Are you overlooking your most valuable business asset?

Make your data work harder for you.

Data strategy

Most businesses have well-established processes, seemingly optimised over many years. However, this optimisation has been focused on maximising your capital assets – whether financial, physical, or human – in their current, traditional capacity. However, this rather overlooks how to use them to create new processes and efficiencies – and ultimately greater business value.

Central to this is the one business asset that many organisations often overlook: your data. And when used, understood and shared in the right way, data is arguably your most valuable asset. Here’s why.

Key Takeaways:

  • Data is your most valuable business asset.
  • The key to making smarter tactical and strategic decisions is data.
  • Create greater business value and push forward in a new data-driven marketplace.
  • Automate your manual process so your data is more secure and easily accessed

Using what you have

Whether it’s visible or not, every business is sat on top of a mountain of data – raw information covering sales, customers, services and finances data for starters. But it tends to be tied up, either in separate applications or carried around in the heads of your employees.

On a departmental level, this system just about works. But as customers become more demanding, the pressure to adapt quickly increases. Which means you have to be able to balance long-term plans with immediate action – which of course can have much wider implications in terms of reimagining business models.

The key to making smarter tactical and strategic decisions is data. After all, the better a situation is understood, the more appropriate the response. Key business insight comes from being able to view the situation from all angles – which means being able to access, analyse and use data from across the business.

It’s also important for businesses to get smarter about how they share and use information internally. Which is where the humble mailroom comes in – as the single largest data repository (or, put it another way, window onto customer, market and employee intelligence) that’s available in most organisations, but we’ll come to that in a moment.
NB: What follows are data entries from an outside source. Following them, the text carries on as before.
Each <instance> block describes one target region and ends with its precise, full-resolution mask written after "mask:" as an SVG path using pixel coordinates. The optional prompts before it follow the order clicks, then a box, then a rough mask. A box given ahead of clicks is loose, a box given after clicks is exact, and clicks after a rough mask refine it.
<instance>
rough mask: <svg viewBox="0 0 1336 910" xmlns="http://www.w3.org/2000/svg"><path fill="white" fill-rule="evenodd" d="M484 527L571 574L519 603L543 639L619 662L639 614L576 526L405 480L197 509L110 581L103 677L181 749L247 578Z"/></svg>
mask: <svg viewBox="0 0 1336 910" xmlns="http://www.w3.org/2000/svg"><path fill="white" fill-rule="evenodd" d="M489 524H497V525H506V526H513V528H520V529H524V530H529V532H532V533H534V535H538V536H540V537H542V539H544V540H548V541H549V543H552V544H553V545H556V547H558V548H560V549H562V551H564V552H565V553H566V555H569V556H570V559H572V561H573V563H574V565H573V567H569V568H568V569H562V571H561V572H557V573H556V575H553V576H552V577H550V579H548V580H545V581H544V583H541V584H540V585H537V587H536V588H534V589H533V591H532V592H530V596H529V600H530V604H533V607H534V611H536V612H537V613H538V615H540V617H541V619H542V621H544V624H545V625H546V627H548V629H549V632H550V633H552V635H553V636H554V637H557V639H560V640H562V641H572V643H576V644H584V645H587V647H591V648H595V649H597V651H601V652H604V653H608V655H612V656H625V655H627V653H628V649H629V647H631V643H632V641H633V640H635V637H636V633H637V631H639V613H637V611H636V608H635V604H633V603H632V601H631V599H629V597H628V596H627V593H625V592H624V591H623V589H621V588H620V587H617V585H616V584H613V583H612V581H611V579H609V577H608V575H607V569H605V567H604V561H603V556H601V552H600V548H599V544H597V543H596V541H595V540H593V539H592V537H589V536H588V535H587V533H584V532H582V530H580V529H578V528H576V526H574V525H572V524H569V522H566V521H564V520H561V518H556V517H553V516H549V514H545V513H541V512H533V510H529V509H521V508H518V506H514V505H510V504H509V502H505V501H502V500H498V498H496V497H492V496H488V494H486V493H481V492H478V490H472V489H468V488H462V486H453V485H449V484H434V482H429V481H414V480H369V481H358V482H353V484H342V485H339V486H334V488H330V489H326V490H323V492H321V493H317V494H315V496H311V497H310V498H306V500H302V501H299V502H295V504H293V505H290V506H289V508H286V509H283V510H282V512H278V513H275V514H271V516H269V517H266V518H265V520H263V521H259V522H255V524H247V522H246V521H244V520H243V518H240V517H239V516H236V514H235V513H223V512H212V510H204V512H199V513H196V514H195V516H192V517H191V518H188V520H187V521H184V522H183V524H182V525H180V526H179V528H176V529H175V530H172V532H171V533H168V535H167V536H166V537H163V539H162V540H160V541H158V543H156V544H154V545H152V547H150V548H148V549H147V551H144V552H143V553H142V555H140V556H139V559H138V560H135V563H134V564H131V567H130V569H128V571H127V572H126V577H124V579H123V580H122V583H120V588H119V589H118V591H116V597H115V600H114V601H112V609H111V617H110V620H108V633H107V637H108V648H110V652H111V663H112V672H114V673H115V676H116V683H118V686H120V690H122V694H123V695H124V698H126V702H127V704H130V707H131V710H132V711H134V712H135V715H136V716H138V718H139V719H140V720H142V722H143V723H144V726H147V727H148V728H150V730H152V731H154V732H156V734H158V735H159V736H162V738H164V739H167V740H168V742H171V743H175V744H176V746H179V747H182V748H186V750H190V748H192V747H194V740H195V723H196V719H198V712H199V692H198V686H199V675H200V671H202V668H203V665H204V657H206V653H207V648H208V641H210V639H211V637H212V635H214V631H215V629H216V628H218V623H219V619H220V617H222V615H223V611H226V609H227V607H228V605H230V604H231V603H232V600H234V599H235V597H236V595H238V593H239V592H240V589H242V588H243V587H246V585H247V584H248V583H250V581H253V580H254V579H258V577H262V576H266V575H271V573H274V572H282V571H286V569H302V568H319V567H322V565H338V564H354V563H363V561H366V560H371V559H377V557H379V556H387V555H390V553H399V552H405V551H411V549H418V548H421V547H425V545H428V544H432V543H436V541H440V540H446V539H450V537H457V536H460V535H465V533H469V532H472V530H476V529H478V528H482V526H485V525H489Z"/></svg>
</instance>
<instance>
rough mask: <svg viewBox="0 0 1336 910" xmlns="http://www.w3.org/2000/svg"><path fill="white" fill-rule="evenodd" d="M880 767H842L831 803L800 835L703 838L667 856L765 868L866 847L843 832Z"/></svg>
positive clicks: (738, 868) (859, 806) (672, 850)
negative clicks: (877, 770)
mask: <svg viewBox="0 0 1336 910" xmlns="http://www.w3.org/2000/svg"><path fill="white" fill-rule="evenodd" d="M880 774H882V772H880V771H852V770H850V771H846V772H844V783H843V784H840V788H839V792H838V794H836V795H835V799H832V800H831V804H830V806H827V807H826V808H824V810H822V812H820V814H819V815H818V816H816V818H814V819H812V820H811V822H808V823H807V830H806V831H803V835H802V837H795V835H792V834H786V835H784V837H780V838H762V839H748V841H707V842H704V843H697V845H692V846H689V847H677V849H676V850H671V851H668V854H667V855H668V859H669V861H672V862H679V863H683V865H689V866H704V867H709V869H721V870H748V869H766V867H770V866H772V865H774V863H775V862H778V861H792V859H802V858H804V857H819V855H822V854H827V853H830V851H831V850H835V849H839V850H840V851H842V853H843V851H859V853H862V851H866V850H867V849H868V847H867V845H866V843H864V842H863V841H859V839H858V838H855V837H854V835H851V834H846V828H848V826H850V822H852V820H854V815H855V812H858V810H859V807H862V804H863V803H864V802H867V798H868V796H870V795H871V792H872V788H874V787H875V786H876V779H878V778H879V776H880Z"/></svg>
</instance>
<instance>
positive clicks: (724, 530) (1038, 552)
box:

First things first - digitisation

So, loads of businesses already have loads of data – but there’s likely to be plenty more that you’re missing. Indeed, any aspect of a business that still relies on manual processes creates potential blind spots. Without a truly end-to-end view of your operations, how can you hope to realise new efficiencies?

Using technology to automate manual processes yields obvious benefits, including greater operational accuracy and efficiency. Take your mailroom, usually a discrete, low-priority aspect of your operations. Humble it may be, but it is also a vital hub for inbound and outbound communications with clients.

This makes the mailroom an ideal testbed for digitising business operations. Using Pitney Bowes’ Secure Outsourced Mail Platform and Inbound Document and Data Workflow solution, mean you can streamline and automate mail handling. This not only increases efficiency and lowers operating costs, but it makes critical data insight readily available for users across the rest of the business. This in turn helps highlight core business challenges different departments are facing (but not necessarily telling the board about), as well as helping kickstart the process of positive change that will help you grow and prosper.

Consider a typical customer complaint letter addressed to the service team. Aside from the complaint itself, the letter will also include valuable insights that can help evolve product design and marketing. A digitised mailroom unlocks such business-critical insight that, were it to remain in the addressee’s inbox, would mean missed opportunities for improvement in product and customer service.

And these kinds of insights are hiding across the business. So, don’t ignore your most valuable business asset; it can really push everyone in your business forward in the new data-driven marketplace.